Quer saber minha vida era boa , boa até demais eu diria. Estudava em uma boa escola , era inteligente, apesar das festas, e tinha passado no vestibular para estudar administração. E tudo começou a desmoronar na minha frente e eu não podia impedir. Em uma tarde enquanto eu arrumava a casa passei muito mal tive falta de ar e cai no chão. Meu irmão me encontrou desacordada no piso frio quando tinha acabado de chegar da faculdade. Lucas e eu eramos muito próximos me vê daquele jeito realmente o abalou .

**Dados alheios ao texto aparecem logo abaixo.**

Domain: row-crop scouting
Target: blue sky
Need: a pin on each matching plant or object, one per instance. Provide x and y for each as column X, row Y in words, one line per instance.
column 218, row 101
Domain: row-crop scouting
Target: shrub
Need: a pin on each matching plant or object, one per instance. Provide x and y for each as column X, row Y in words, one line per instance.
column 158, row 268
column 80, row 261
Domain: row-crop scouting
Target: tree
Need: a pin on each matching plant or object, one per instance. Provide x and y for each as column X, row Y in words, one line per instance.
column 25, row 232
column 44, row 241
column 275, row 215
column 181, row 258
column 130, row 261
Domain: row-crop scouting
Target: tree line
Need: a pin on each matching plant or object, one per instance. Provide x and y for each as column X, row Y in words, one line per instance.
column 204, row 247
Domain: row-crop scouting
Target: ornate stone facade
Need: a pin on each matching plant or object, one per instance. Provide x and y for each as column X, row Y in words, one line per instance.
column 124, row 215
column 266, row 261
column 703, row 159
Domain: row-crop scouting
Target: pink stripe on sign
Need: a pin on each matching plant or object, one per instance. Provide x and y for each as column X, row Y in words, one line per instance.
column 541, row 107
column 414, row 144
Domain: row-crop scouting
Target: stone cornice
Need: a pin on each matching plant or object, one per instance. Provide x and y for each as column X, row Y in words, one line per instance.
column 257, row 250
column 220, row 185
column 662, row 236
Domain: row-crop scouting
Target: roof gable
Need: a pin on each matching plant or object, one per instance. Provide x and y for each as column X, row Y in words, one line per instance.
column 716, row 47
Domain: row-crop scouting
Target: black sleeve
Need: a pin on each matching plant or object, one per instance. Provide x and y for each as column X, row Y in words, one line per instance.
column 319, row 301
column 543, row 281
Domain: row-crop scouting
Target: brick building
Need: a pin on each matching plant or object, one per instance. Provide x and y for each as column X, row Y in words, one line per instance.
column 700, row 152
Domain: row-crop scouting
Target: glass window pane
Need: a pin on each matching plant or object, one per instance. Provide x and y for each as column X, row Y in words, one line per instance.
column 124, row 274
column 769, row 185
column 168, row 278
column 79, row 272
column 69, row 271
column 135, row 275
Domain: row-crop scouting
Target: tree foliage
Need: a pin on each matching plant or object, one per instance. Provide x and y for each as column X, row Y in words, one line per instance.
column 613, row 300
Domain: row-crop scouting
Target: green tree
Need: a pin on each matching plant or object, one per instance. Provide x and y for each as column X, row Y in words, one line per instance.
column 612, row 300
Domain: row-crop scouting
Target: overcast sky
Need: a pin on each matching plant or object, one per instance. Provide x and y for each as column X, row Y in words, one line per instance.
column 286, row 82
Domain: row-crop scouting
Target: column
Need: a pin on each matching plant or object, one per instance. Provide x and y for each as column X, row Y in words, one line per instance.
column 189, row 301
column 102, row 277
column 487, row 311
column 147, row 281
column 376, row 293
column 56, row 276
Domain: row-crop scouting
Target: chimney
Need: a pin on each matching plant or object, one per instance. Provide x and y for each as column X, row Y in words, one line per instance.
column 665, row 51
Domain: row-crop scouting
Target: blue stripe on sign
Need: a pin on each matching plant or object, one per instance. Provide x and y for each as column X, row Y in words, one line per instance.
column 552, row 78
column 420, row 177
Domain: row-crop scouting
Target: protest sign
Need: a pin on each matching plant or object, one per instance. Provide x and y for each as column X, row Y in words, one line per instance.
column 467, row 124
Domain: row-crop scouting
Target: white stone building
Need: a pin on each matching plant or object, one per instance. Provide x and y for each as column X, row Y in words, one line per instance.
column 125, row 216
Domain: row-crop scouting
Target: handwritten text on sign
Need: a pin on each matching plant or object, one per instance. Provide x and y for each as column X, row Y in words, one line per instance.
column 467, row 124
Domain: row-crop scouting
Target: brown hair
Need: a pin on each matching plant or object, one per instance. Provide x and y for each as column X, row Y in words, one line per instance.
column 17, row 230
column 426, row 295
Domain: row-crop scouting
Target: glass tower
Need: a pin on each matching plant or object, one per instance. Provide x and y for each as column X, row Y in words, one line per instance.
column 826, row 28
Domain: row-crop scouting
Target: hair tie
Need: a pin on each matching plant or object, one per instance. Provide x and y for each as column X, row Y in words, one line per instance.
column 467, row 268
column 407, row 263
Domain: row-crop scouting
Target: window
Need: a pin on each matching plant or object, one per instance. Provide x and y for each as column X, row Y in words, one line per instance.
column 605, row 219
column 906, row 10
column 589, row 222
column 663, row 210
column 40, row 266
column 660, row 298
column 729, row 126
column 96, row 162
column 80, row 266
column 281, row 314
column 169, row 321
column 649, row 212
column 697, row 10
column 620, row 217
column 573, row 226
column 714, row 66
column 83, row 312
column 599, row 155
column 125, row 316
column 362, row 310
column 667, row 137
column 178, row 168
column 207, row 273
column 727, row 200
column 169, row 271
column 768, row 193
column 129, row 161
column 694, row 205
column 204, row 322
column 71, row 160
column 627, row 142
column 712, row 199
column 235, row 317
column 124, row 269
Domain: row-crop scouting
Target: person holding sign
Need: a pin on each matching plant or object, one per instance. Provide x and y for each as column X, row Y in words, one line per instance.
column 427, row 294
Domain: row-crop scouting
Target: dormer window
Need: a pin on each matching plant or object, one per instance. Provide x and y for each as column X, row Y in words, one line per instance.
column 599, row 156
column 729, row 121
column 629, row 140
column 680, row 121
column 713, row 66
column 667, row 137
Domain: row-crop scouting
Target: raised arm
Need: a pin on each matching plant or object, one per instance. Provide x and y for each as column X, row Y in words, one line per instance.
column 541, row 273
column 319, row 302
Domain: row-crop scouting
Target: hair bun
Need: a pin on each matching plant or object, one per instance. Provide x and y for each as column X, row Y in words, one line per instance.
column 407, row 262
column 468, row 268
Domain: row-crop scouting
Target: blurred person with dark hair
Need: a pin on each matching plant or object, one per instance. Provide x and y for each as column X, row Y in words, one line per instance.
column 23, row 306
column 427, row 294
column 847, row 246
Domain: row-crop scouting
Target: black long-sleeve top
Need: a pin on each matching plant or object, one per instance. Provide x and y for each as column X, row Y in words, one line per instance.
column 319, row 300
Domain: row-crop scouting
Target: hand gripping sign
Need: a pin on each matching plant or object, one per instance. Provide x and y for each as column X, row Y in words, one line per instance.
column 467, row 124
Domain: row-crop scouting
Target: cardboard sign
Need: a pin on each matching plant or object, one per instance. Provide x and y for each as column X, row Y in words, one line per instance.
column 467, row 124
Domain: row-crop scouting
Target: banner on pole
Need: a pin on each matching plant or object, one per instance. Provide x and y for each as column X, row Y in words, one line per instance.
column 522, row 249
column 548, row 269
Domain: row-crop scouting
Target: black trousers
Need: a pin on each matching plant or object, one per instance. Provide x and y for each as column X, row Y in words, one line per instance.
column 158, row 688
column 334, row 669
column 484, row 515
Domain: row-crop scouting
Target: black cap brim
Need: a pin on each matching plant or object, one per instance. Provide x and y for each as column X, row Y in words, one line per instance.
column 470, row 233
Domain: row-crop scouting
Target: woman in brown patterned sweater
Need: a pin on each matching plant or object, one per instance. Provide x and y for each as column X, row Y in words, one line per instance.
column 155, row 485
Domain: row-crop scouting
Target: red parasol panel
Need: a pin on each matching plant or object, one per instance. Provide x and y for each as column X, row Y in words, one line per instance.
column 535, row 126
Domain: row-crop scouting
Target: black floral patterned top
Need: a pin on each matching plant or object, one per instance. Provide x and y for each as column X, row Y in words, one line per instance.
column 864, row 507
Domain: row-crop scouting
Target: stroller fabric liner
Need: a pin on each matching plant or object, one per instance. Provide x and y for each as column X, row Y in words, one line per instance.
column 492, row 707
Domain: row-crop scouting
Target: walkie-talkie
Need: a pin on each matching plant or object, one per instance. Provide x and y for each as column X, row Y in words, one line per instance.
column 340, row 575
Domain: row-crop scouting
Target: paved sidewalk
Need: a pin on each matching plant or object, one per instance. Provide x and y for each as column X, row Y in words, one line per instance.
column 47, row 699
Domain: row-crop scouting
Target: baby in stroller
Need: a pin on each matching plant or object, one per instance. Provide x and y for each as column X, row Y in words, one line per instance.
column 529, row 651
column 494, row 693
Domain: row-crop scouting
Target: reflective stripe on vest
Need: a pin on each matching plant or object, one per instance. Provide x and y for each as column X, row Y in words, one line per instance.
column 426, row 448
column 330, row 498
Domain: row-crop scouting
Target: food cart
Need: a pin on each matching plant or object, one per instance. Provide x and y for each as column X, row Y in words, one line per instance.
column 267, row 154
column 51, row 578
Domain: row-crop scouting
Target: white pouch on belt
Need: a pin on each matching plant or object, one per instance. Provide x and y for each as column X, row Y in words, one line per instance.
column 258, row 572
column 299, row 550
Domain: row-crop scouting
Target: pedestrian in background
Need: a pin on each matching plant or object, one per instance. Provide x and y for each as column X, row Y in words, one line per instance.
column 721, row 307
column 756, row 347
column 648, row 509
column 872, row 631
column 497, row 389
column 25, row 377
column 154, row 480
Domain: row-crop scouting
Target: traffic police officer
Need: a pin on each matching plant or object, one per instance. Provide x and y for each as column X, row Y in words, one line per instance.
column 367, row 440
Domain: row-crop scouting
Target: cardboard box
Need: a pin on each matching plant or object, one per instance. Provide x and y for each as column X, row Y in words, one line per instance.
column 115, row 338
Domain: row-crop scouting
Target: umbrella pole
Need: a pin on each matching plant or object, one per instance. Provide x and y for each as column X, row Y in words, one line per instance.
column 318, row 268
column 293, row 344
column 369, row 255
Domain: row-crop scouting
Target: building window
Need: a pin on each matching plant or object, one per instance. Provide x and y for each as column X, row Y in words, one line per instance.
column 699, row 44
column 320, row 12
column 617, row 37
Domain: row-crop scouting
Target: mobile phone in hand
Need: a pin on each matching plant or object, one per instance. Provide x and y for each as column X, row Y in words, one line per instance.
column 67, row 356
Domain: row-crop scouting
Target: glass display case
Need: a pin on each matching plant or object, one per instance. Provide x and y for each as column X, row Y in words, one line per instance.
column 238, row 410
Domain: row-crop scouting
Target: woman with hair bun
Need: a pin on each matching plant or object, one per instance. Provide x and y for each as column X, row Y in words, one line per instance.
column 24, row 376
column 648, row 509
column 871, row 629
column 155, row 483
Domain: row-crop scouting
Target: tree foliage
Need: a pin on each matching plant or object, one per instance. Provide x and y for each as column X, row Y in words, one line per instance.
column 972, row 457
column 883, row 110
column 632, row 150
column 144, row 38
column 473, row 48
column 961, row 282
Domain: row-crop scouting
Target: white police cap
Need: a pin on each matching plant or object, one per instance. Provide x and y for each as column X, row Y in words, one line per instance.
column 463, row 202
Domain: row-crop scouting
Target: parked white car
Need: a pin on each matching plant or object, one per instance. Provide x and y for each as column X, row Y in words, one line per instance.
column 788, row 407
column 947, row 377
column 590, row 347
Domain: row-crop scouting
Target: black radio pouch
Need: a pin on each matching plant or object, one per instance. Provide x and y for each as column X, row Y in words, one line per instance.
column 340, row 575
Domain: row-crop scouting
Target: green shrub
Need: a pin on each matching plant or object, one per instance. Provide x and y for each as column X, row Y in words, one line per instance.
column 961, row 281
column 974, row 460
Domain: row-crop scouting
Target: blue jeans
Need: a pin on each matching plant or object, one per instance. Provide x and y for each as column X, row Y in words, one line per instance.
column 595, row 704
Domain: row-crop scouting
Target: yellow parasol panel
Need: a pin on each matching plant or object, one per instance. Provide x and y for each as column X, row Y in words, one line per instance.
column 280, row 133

– Você precisa fazer alguns exames para verificar o que exatamente você tem. — Disse o médico me olhando com extrema cautela.
Minha mãe me levou direto para o hospital San Francisco, meu irmão queria me acompanhar mas mamãe não permitiu. Disse a ele que ela faria isso e que se precisasse de alguma coisa ligaria.
–Vou marcar um ecocardiograma e uma tomografia para você... é... Hayley.- Ela me olha inexpressivo.
–Você tem alguma ideia do que ela tem doutor ?- Minha mãe pergunta aflita.
–Não quero me precipitar com o diagnostico, eu preciso ter certeza de tudo para lhe dar uma afirmação concreta.
Passei o dia todo fazendo esses malditos exames. Quando saímos do hospital meu irmão esperava no estacionamento do hospital com seu Honda Civic preto. Ele parecia cansado, também com a vida que ele tem, trabalha e estuda e ainda vai me buscar das minhas bebedeiras. Ele sempre foi meu cúmplice para encobrir todas as coisas erradas que fazíamos. Eu só não sabia o que esperar daqueles exames. Iriamos buscar os resultados amanhã e mostrar ao médico. E aquela noite foi a noite mais mau dormida da minha vida.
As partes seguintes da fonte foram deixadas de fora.